Re: reftable [v4]: new ref storage format

Jeff King <peff@xxxxxxxx> · Wed, 2 Aug 2017 05:28:46 -0400

On Tue, Aug 01, 2017 at 07:38:37PM -0700, Shawn Pearce wrote:

> > OBJS blocks can also be
> > unbounded in size if very many references point at the same object,
> > thought that is perhaps only a theoretical problem.
> 
> Gah, I missed that in reftable. The block id pointer list could cause
> a single object id to exceed what fits in a block, and that will cause
> the writer to fail unless its caller sets the block size larger. I
> basically assumed this overflow condition is very unlikely, as its not
> common to have a huge number of refs pointing to the same object.

It's actually quite common for us, as we have big shared-object repos
that contain a copy of the refs of all of their child repos (for
reachability during packing, etc). So tags, where the value is the same
in each fork, you have one ref per fork pointing to it.

Just peeking at torvalds/linux, we have some objects with ~35K refs
pointing to them (e.g., the v2.6.11 tag).

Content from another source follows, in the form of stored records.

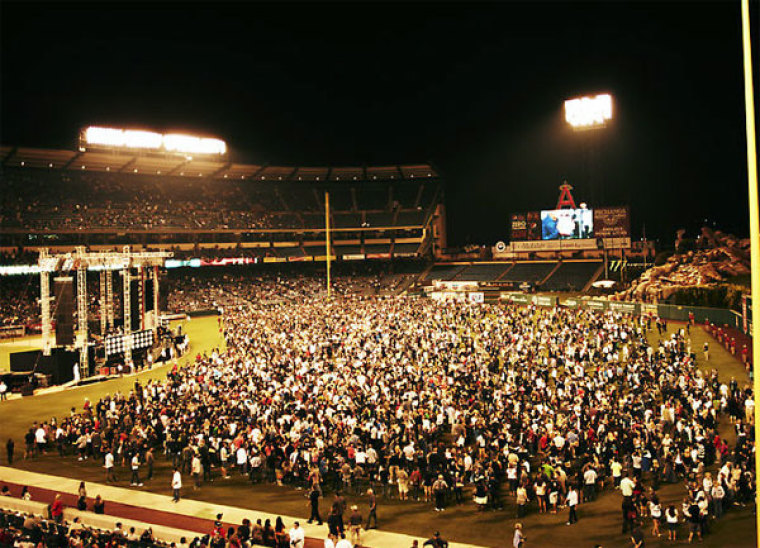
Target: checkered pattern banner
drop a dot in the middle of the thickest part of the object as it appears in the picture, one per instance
(115, 344)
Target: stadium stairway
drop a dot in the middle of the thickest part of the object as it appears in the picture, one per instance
(187, 514)
(510, 267)
(594, 278)
(550, 274)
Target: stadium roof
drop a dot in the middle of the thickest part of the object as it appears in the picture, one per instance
(187, 167)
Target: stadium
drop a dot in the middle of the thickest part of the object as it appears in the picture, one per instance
(198, 349)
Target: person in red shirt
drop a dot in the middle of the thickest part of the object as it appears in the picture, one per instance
(56, 509)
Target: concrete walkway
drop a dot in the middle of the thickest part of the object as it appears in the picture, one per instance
(162, 505)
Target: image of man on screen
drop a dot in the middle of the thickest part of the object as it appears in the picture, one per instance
(549, 226)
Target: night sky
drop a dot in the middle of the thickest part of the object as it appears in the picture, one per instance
(477, 89)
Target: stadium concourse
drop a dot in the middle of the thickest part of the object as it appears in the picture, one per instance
(170, 522)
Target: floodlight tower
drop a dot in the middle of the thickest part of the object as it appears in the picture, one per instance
(589, 115)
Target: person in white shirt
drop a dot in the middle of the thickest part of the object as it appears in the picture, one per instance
(136, 471)
(572, 502)
(176, 484)
(109, 464)
(297, 536)
(343, 542)
(626, 487)
(589, 485)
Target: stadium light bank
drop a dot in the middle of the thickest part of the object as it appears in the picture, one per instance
(148, 141)
(589, 112)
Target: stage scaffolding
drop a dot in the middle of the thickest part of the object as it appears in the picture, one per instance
(106, 262)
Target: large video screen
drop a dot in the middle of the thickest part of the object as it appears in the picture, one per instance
(567, 224)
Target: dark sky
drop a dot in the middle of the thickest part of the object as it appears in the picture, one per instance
(475, 88)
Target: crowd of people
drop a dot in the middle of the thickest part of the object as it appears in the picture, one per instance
(529, 409)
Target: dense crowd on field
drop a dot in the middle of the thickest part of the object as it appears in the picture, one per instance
(534, 409)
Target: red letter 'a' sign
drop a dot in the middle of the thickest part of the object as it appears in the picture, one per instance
(565, 197)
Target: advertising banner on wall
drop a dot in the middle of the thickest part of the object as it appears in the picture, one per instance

> > Peff and I discussed off-list whether the lookup-by-SHA-1 feature is
> > so important in the first place. Currently, all references must be
> > scanned for the advertisement anyway,
> 
> Not really. You can hide refs and allow-tip-sha1 so clients can fetch
> a ref even if it wasn't in the advertisement. We really want to use
> that wire protocol capability with Gerrit Code Review to hide the
> refs/changes/ namespace from the advertisement, but allow clients to
> fetch any of those refs if they send its current SHA-1 in a want line
> anyway.
> 
> So a server could scan only the refs/{heads,tags}/ prefixes for the
> advertisement, and then leverage the lookup-by-SHA1 to verify other
> SHA-1s sent by the client.

Yeah, that makes sense (though I hope in the end that strategy will go
away in favor of a better protocol, as getting the sha1 out-of-band has
obvious UX complexities).

> > OTOH a mythical protocol v2 might reduce the need to scan the
> > references for advertisement, so maybe this optimization will be more
> > helpful in the future?
> 
> Yes, I'm hopeful we can get a v2 protocol built on the work Jonathan
> Tan is doing, and switch the advertisement around to "client speaks
> first", so that we can be smarter on the server about which refs are
> read and sent. That is a long way off, lets say 3-5 years before its
> really common in clients.

I was actually planning to spend some time on this in the next month or
two. I don't think it needs to be that complicated. We don't need a
whole protocol revamp. We just need a way to get a few bits from the
client before the advertisement, and from there we can bootstrap any
more radical protocol changes we want.

I know it will take a while before it's something we can expect in
clients, but it's definitely worth planning around. And sometimes a
feature like this can drive upgrades, if it's something that produces an
immediate and obvious benefit to the client.

> Servers today don't update HEAD reflog when a branch is pushed. I
> think trying to record that is overkill, you have the reflog data in
> the ref itself that the client sent the command to modify.

I think they do, at least for C git:

  $ git init --bare dst.git
  $ git -C dst.git config core.logallrefupdates
  $ git push dst.git
  ...
  To dst.git
   * [new branch]      master -> master
  $ find dst.git/logs -type f | xargs wc -l
    1 dst.git/logs/refs/heads/master
    1 dst.git/logs/HEAD

The special logic for "see if we're updating the ref that HEAD points
to" is deep in the ref machinery, so it gets triggered for all updates,
including pushes.

I agree it's not actually that interesting for a bare repo, where HEAD
isn't that meaningful (and doesn't tend to change a lot anyway).

> > That's what I was thinking. But I've yet to hear anybody complain
> > about missing reflogs for symrefs if the underlying reference is
> > updated directly, so maybe we should just leave that "problem"
> > unsolved. It is certainly simpler and less brittle not to have to keep
> > backreferences like these in sync with the forward references.
> 
> Yup, that is my take on it, and why I didn't try to put this into
> reftable drafts, even though it was discussed between us on the list
> in earlier messages.

Yeah, I'd agree. It might be worth doing a better job of showing the
before/after destinations in the reflog when updating a symbolic ref,
which would let you reconstruct the state from the pointed-to reflogs if
you cared to. But that's orthogonal to the storage format (you can do it
already if you bother to pass a good message to "symbolic-ref -m").

-Peff